The purpose of stac-factory is to provide library support for creating and validating correct STAC Items. While many of the constraints of STAC are expressible in the JSON Schemas of the STAC specification, there are significant requirements and best practices that are not formally defined, and this library attempts to also enforce those when working with STAC Items.
There are two primary use cases for stac-factory:
- Construct correct STAC Items from metadata
- Validate existing STAC Items from JSON
A validated Item is constructed as a single expression using the Item.create static method. This is in contrast to
how PySTAC requires an initial create of an Item object, which may or may not be valid, and then imperative modification
to that Item, possibly through Extension classes. With stac-factory, the Item is created in one expression, and is either
valid or throws an exception.
Reading and writing arbitrary STAC JSON Items is not an objective of this library. If you need to do that, you're better off using a library like PySTAC, which intentionally has much looser constraints on its object model.

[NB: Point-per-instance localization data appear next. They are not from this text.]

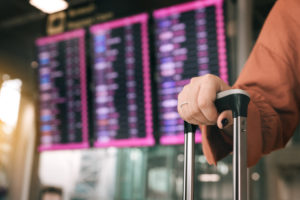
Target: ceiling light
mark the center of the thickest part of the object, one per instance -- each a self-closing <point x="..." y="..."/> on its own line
<point x="9" y="104"/>
<point x="209" y="177"/>
<point x="49" y="6"/>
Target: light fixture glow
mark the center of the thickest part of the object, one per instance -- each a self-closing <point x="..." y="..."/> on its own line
<point x="209" y="177"/>
<point x="49" y="6"/>
<point x="9" y="103"/>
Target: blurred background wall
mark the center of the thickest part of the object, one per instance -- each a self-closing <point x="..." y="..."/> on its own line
<point x="126" y="173"/>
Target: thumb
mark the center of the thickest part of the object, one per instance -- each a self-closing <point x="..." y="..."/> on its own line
<point x="225" y="119"/>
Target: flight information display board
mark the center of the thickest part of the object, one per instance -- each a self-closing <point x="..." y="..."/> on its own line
<point x="121" y="78"/>
<point x="62" y="88"/>
<point x="190" y="41"/>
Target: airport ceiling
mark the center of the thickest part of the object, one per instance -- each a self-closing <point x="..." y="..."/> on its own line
<point x="21" y="24"/>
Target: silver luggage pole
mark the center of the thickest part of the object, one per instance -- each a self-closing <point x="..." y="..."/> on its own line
<point x="189" y="161"/>
<point x="237" y="101"/>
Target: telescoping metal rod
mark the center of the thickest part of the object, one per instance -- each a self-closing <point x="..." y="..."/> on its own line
<point x="240" y="158"/>
<point x="189" y="161"/>
<point x="237" y="101"/>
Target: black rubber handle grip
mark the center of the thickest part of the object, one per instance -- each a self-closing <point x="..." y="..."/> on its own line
<point x="189" y="127"/>
<point x="235" y="100"/>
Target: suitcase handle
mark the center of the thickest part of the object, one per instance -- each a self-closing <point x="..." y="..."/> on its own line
<point x="237" y="101"/>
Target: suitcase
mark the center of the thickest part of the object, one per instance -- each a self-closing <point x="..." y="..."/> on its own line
<point x="236" y="100"/>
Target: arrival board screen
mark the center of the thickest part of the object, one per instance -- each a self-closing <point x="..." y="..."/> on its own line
<point x="121" y="78"/>
<point x="190" y="41"/>
<point x="62" y="88"/>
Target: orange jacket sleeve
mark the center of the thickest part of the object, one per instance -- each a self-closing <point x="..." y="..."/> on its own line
<point x="272" y="78"/>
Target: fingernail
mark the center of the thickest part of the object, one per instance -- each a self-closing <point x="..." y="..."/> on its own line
<point x="224" y="122"/>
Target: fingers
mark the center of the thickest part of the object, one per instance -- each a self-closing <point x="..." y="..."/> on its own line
<point x="225" y="119"/>
<point x="196" y="101"/>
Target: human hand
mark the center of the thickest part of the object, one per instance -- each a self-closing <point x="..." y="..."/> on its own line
<point x="196" y="102"/>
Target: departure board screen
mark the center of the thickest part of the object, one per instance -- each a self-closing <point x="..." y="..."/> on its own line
<point x="62" y="91"/>
<point x="190" y="41"/>
<point x="122" y="88"/>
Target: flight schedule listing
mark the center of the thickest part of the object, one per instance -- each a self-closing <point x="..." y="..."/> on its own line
<point x="121" y="81"/>
<point x="62" y="91"/>
<point x="190" y="42"/>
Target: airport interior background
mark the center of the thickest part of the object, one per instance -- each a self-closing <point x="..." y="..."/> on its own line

Additionally, the tightly-typed object model helps to surface as many type errors via mypy before the pydantic dynamic validation, so you can catch issue before they happen at runtime.
To quote Mike Admunsen, "your data model is not your object model is not your resource model is not your message model". STAC is defined as an ontology (the names of things and how they relate) coupled to a representation format (JSON). Our object model (how we construct and use Python objects in memory) doesn't have to have the same structure as our message model (JSON) that we use to serialize the data. Some of the structure of STAC JSON was inherited from GeoJSON, some of it was arbitrary decisions made years ago that couldn't be changed without significant disruption to a nacent project. So, here we present a clearer object model, but are aware that our representation model (JSON) is different. The differences should be apparent to someone familiar with STAC by looking at the class definitions, but if you're new, just be aware of these differences. (todo: enumerate the differences)
STAC Factory is published as stac-factory in PyPi.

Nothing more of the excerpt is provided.